Both servers publish a public REST API at `api.biorxiv.org` that is explicitly designed for programmatic access. Preprints on bioRxiv and medRxiv are posted under Creative Commons or equivalent open licenses, visible on each preprint's landing page and in the `license` field of every record. This Actor honors a conservative 3 req/s ceiling across both servers and fetches only publicly-available content.

#### Why is `source: "abstract"` more common than I expected?

Several reasons: (1) older preprints do not always have JATS XML, (2) some preprint categories have lower JATS coverage, (3) transient upstream errors fall back to abstract to keep the pipeline moving. The Actor logs an aggregate full-text rate at the end of every run so you can check the coverage in your chosen window.

#### What if my category slug returns zero results?
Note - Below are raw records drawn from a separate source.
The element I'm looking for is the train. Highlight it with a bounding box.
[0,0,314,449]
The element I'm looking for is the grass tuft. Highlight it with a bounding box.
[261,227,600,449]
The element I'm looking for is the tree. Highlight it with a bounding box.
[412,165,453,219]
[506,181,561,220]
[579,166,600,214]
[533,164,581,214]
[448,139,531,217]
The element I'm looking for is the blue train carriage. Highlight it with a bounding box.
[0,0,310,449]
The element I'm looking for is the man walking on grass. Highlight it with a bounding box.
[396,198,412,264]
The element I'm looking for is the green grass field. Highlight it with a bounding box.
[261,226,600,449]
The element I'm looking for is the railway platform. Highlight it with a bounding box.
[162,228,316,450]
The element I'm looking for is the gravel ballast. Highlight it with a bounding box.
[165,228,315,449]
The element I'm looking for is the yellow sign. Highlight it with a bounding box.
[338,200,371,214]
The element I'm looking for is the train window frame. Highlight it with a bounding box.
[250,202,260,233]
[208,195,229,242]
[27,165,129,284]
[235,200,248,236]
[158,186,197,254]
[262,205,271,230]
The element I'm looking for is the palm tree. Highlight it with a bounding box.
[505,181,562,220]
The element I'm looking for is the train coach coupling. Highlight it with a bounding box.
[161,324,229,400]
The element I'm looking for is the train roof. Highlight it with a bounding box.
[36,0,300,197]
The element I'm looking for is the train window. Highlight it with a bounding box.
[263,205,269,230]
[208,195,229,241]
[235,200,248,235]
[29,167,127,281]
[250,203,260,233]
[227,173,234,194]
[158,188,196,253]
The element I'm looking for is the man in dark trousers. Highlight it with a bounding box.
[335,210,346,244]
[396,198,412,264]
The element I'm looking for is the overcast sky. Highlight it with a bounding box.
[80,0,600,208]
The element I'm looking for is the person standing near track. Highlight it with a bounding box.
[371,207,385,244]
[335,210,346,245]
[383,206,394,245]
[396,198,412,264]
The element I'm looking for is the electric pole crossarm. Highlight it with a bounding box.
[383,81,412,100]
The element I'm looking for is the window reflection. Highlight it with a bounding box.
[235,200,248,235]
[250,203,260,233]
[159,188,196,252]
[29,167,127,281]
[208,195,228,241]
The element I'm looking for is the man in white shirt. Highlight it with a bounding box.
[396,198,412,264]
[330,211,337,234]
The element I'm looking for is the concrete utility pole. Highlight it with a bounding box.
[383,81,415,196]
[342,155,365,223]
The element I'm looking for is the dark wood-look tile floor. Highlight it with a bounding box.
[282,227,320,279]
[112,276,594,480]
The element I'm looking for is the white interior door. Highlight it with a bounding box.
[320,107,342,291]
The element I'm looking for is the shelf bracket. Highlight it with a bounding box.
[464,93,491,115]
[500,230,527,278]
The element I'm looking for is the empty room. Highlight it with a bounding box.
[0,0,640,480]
Check the slug against the per-server lists above. bioRxiv and medRxiv use completely different taxonomies. A warning is logged when a slug is very likely wrong for the selected server.

#### Support

Found a bug or want a feature? Use the **Issues** tab on the Actor's page. Custom requirements (other preprint servers, version history, section-aware chunking, figure extraction)? Reach out via the Actor's Support link.

#### Disclaimer

Output metadata is from the public bioRxiv / medRxiv REST API. Full text, when available, comes from the JATS XML each server publishes alongside the preprint. Check individual preprints' licenses on their landing pages before downstream commercial use.

***

**Built with Apify + Crawlee + TypeScript.** Part of the [actorstack](https://github.com/Devansh-365/actorstack) portfolio. Sister Actors: [PubMed Scraper for RAG](https://apify.com/devanshlive/pubmed-rag-extractor), [arXiv Scraper for RAG](https://apify.com/devanshlive/arxiv-rag-extractor).

# Actor input Schema

## `servers` (type: `array`):

Which preprint servers to scrape. Pick one or both. Records carry a server field so you can filter downstream.

## `category` (type: `string`):

Server-side category filter. bioRxiv and medRxiv use DIFFERENT taxonomies. Examples: bioRxiv neuroscience, cancer\_biology, microbiology. medRxiv oncology, infectious\_diseases, epidemiology. Leave empty for all categories. See README for the full per-server slug list.

## `dateFrom` (type: `string`):

Inclusive lower bound of the preprint posting date.

## `dateTo` (type: `string`):

Inclusive upper bound of the preprint posting date.

## `maxPreprints` (type: `integer`):

Hard cap on returned preprints across both servers combined. Outbound rate limit is 3 req/s total. Expect roughly 100 to 200 preprints per minute.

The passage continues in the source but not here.